London’s FTSE 100 has climbed around 0.5% so far on Monday, buoyed by renewed risk appetite as investors welcomed signs that the U.S. government shutdown could soon end.
The index is up roughly 0.2% over the past week, underscoring its resilience over a volatile period. It has gained more than 19% so far this year.
Diageo was the standout performer, surging more than 6% after the drinks giant announced the appointment of Sir Dave Lewis as its new chief executive officer, effective Jan. 1, 2026.
Lewis, the former Tesco boss, will succeed the outgoing CEO, Debra Crew.
The news also impacted Haleon, which slipped around 1% after naming Vindi Banga as its new chair, also effective Jan. 1, 2026. Banga’s appointment follows Lewis’s decision to step down from Haleon’s board at the end of the year to take up the Diageo role.
Investors also drove shares in International Consolidated Airlines Group up more than 4%, as the British Airways owner rebounded from an 11% drop on Friday following its quarterly results.
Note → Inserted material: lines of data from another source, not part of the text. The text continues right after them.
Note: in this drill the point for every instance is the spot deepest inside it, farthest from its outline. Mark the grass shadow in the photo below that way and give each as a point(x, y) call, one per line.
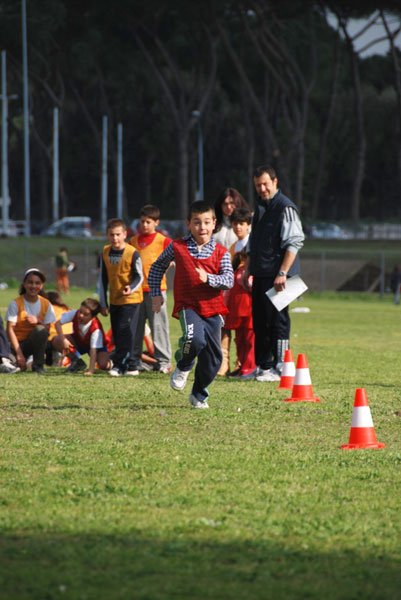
point(135, 566)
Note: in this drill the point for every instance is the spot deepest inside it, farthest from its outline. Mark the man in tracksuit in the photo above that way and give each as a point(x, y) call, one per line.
point(274, 242)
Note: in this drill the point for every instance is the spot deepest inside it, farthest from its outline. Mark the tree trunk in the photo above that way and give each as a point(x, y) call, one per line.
point(361, 150)
point(182, 174)
point(397, 86)
point(325, 133)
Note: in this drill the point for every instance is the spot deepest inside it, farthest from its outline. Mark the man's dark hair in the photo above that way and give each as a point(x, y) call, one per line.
point(151, 211)
point(198, 207)
point(241, 215)
point(258, 172)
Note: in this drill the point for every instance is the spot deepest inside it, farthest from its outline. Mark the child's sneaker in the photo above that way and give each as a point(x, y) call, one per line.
point(197, 403)
point(268, 375)
point(249, 375)
point(115, 372)
point(76, 366)
point(7, 366)
point(178, 379)
point(164, 368)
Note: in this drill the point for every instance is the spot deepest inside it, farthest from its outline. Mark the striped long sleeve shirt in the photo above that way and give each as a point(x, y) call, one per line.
point(223, 281)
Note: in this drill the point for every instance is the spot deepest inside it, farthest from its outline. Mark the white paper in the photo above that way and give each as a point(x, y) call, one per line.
point(294, 287)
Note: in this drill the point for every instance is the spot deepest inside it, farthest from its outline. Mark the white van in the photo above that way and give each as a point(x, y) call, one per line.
point(77, 227)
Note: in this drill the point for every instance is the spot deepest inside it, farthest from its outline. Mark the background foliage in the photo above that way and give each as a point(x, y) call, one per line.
point(273, 83)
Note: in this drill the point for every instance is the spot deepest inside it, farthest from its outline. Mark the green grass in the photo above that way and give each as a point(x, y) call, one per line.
point(116, 489)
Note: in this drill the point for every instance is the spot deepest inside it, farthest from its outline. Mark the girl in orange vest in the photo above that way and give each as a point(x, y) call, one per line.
point(28, 320)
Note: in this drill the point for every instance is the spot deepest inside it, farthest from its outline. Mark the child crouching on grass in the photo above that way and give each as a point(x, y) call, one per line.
point(203, 270)
point(87, 337)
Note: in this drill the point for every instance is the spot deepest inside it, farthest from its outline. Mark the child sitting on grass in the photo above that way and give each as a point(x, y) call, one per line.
point(87, 337)
point(59, 307)
point(203, 270)
point(28, 319)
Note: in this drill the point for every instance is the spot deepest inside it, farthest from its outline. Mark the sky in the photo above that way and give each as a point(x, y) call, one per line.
point(376, 31)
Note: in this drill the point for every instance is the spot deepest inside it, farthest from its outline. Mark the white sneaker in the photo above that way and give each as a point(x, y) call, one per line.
point(114, 372)
point(268, 375)
point(178, 379)
point(197, 403)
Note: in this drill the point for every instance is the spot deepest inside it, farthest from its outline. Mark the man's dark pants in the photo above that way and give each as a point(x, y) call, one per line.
point(269, 324)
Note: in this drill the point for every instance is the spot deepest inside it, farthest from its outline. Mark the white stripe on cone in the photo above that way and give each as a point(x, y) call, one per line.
point(361, 417)
point(302, 377)
point(288, 370)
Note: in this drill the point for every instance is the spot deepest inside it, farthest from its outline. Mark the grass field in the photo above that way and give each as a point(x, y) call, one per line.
point(116, 489)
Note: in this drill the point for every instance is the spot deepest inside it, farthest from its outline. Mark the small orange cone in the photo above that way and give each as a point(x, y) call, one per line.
point(288, 372)
point(362, 434)
point(302, 390)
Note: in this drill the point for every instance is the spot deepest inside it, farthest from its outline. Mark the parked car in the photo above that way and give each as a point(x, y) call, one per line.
point(76, 227)
point(329, 231)
point(12, 229)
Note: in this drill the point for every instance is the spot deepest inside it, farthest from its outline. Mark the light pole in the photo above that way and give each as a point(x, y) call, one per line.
point(197, 115)
point(26, 123)
point(4, 143)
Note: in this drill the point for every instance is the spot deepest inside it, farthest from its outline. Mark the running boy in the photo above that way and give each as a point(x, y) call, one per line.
point(87, 337)
point(203, 269)
point(121, 271)
point(150, 244)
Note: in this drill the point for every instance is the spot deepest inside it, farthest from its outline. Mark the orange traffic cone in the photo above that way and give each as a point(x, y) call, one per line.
point(362, 434)
point(288, 372)
point(302, 390)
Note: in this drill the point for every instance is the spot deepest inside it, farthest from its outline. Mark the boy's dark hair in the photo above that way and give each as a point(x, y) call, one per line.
point(32, 271)
point(150, 211)
point(238, 200)
point(198, 207)
point(238, 258)
point(112, 223)
point(92, 304)
point(258, 172)
point(55, 299)
point(241, 215)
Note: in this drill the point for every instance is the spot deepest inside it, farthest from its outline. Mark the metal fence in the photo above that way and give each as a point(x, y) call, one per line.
point(339, 270)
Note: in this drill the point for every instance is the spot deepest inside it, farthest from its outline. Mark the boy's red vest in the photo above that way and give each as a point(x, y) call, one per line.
point(83, 341)
point(189, 291)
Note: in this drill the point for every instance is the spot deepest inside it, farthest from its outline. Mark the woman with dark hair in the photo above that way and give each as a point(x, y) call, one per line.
point(227, 202)
point(28, 319)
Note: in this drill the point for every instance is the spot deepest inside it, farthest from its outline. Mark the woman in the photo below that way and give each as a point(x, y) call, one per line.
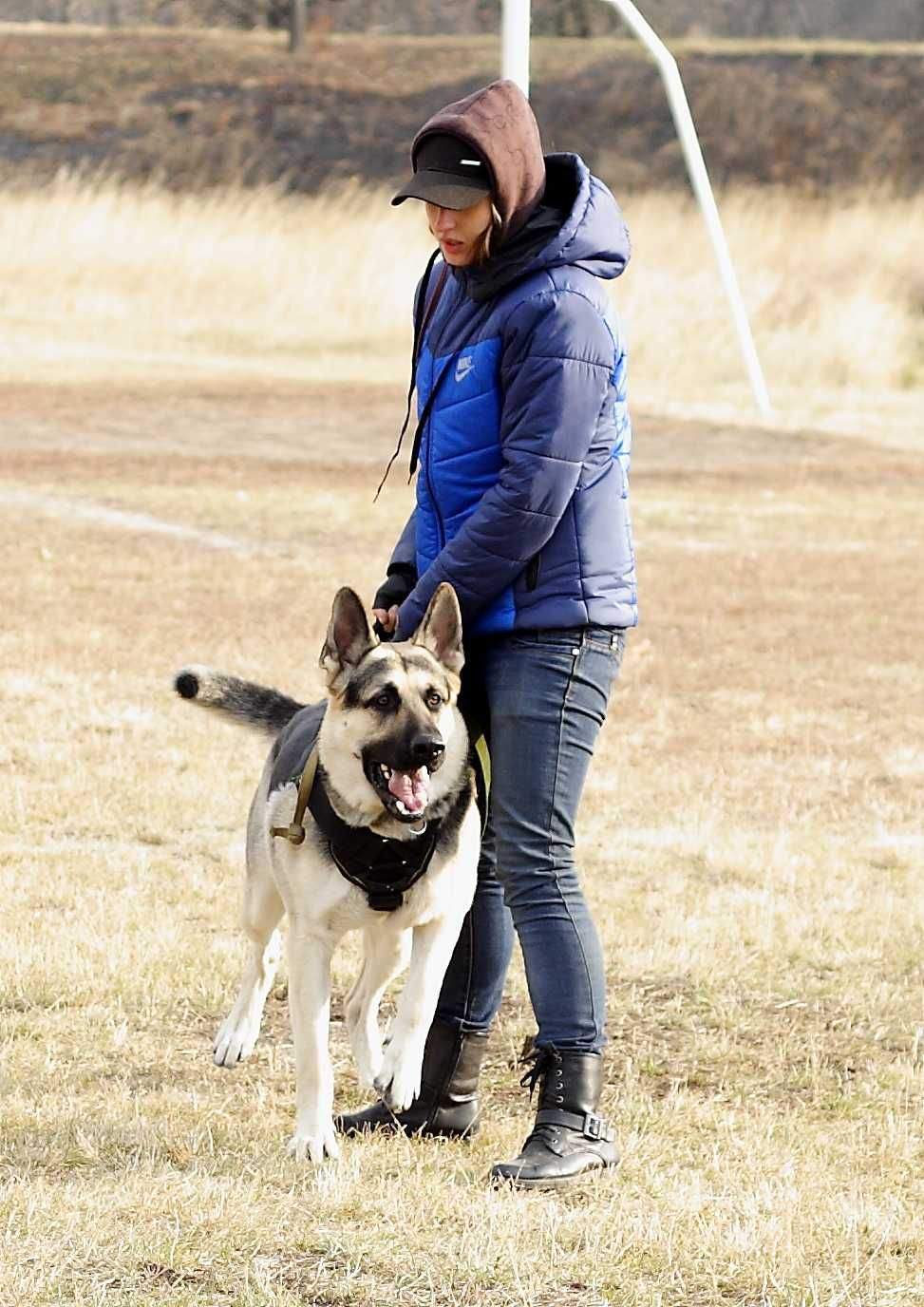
point(521, 503)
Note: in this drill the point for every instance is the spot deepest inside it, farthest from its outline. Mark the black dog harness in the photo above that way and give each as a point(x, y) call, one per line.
point(383, 868)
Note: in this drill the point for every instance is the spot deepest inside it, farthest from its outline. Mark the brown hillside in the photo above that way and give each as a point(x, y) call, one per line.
point(198, 108)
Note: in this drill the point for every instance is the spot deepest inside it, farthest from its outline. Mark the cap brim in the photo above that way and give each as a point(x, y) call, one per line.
point(447, 190)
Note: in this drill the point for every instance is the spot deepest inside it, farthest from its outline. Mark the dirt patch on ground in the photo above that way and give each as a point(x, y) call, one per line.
point(198, 108)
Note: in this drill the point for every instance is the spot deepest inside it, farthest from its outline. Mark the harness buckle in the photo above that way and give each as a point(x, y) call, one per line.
point(294, 833)
point(385, 900)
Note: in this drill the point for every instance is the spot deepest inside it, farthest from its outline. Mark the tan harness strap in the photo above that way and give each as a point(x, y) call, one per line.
point(294, 831)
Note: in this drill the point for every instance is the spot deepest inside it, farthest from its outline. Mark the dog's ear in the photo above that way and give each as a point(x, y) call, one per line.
point(348, 635)
point(441, 629)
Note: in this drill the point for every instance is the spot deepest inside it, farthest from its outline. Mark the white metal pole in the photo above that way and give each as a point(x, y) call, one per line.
point(515, 42)
point(702, 188)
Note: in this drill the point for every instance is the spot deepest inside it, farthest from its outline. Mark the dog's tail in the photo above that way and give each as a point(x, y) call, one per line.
point(256, 705)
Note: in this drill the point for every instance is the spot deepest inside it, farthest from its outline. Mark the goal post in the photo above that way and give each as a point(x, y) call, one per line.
point(515, 65)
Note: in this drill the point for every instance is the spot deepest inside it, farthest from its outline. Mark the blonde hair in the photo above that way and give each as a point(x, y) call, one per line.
point(489, 240)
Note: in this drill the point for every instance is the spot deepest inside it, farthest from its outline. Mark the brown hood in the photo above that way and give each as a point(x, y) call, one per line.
point(500, 123)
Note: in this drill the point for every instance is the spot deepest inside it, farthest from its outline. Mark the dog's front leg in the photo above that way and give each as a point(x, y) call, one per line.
point(310, 1008)
point(399, 1081)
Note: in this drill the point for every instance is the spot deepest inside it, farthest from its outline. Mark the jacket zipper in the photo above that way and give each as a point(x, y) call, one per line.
point(441, 525)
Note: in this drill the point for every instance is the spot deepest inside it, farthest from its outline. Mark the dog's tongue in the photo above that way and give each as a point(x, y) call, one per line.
point(410, 787)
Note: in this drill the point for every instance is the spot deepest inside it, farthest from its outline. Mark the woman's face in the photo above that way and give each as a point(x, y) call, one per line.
point(461, 230)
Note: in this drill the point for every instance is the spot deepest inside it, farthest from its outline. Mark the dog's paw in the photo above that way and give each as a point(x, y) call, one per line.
point(235, 1042)
point(399, 1081)
point(313, 1141)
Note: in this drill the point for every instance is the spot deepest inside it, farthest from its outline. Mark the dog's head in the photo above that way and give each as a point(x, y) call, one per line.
point(393, 708)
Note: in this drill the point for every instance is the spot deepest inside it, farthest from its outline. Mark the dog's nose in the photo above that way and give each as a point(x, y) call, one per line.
point(426, 749)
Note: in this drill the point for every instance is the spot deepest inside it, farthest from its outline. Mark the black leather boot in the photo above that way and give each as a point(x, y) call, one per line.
point(448, 1098)
point(567, 1139)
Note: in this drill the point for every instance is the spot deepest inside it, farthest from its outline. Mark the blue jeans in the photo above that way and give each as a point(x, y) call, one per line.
point(541, 698)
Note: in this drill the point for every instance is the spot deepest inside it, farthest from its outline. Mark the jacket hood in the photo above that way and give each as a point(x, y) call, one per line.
point(500, 123)
point(576, 223)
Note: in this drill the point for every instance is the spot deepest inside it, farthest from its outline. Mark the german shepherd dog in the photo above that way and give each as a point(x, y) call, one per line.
point(392, 764)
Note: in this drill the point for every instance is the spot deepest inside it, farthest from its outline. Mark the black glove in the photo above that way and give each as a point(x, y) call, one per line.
point(395, 588)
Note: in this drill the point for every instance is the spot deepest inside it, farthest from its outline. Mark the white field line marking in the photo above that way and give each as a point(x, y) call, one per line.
point(138, 521)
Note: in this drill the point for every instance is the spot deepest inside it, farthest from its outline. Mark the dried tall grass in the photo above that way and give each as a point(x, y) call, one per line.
point(106, 280)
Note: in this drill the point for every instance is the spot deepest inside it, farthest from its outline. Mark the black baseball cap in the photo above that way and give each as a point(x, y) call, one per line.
point(447, 171)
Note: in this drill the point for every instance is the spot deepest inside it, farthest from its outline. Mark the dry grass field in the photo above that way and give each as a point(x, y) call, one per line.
point(198, 395)
point(752, 844)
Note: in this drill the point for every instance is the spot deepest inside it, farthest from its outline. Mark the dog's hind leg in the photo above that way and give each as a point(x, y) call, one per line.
point(260, 915)
point(386, 955)
point(399, 1080)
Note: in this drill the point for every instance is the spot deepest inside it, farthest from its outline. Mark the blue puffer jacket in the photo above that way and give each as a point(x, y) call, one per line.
point(523, 482)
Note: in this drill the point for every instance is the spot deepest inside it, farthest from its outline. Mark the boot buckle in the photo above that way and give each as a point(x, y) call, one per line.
point(597, 1129)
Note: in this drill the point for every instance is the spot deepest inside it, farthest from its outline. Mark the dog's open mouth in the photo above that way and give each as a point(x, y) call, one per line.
point(405, 793)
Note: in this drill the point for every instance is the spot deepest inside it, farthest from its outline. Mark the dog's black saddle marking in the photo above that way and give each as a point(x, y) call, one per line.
point(383, 868)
Fresnillo added about 4%, with other miners also making gains.
On the downside, National Grid fell 1.8%, Sainsbury declined 1.9%, and BT slipped 1.7%, weighing slightly on the broader index.
The FTSE’s advance reflects improving global sentiment after a volatile week, with traders looking for confirmation that Washington will resolve the fiscal impasse and prevent further disruption to financial markets.